As mentioned, both filmmakers faced intense derision post-release of each respective film. Banning and censorship prevented many contemporary audiences from experiencing the attack on their complacency with the bourgeoisie, authoritarian forces that brought forth the suffering depicted within each film. I argue that many audiences, both in the early to mid-1900s and now, are often unwilling and unable to challenge themselves by handling the provocative dimension brought to the surface by such films. Audiences are much more willing to sit through what makes them comfortable and secure, than confront their own behaviors that create negative aspects in the world. If suffering is shown on screen, we want to see no beauty in it and have the filmmaker clearly in good moral standing, but we also want to feel like the suffering is far removed from us personally and that we absolutely had no hand in causing it. Audiences want artists to play it safe, not challenge our own security while we are in a comfortable stasis while film watching. However, discomfort and shock are intrinsic aspects of Surrealism. From the very inception of the movement, Surrealism as a mode dedicated to the irrational and shocking lent itself to be a perfect conduit for revolting against society and stimulating a cultural reawakening. Surrealism goes hand in hand with rebellion, and as such seems to be an ideal mechanism for pushing the sharply political agenda of films like Rouch’s and Buñuel’s in which the filmmakers rebel against the ruling institutions and colonial attitudes. Though surrealism is often associated with dreamscapes and the fantasy across mediums, it is an apt tool in documentary films for its praxis of shocking viewers; shock often being a key mechanism for inciting socio-political action. From this, I argue that films such as Buñuel and Rouch’s are not just needed, but absolutely necessary. Using surrealism to produce provocative documentaries as a tool for activism or social critique is no doubt a lost activity, but an important one as our media landscape is saturated with that which makes us feel safe from the horrors of reality. Perhaps the legacy of such films has not been fully realized by modern documentarians, and perhaps it should be in order to awaken viewers to the horrors that are happening here and now.
Works Cited
Breton, André. “Manifesto of Surrealism.” Manifestoes of Surrealism. The University of Michigan Press, 1969.

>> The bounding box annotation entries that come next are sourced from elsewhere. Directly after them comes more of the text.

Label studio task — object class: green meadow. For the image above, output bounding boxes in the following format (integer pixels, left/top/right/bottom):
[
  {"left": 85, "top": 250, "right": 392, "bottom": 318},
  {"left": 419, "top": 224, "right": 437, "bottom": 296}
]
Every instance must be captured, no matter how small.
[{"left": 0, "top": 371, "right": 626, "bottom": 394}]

Clifford, James. “On Ethnographic Surrealism.” Comparative Studies in Society and History, vol. 23, no. 4, 1981, pp. 539–564. JSTOR, www.jstor.org/stable/178393.
DeBouzek, Jeanette. “The ‘Ethnographic Surrealism’ of Jean Rouch.” Visual Anthropology. 2:3-4, 301-315,1989. DOI: 10.1080/08949468.1989.9966515.
Ibarz, Mercé. “A Serious Experiment: Land Without Bread, 1933.” Archivos de la filmoteca: Revista de estudios historicos sobre la imagen, 34: 21–25.
Lastra, James. “Why Is This Absurd Picture Here? Ethnology/Heterology/Buñuel”. Rites of Realism: Essays on Corporeal Cinema, edited by Ivone Margulies, Duke University Press, 2003.
Richardson, Michael. “Surrealism and the Documentary.” Surrealism and Cinema. Berg, New York, 2006.
Warner, Rick. “Approaching Cinematic Surrealism.” Surrealism and Cinema course, University of North Carolina at Chapel Hill, January 12, 2021.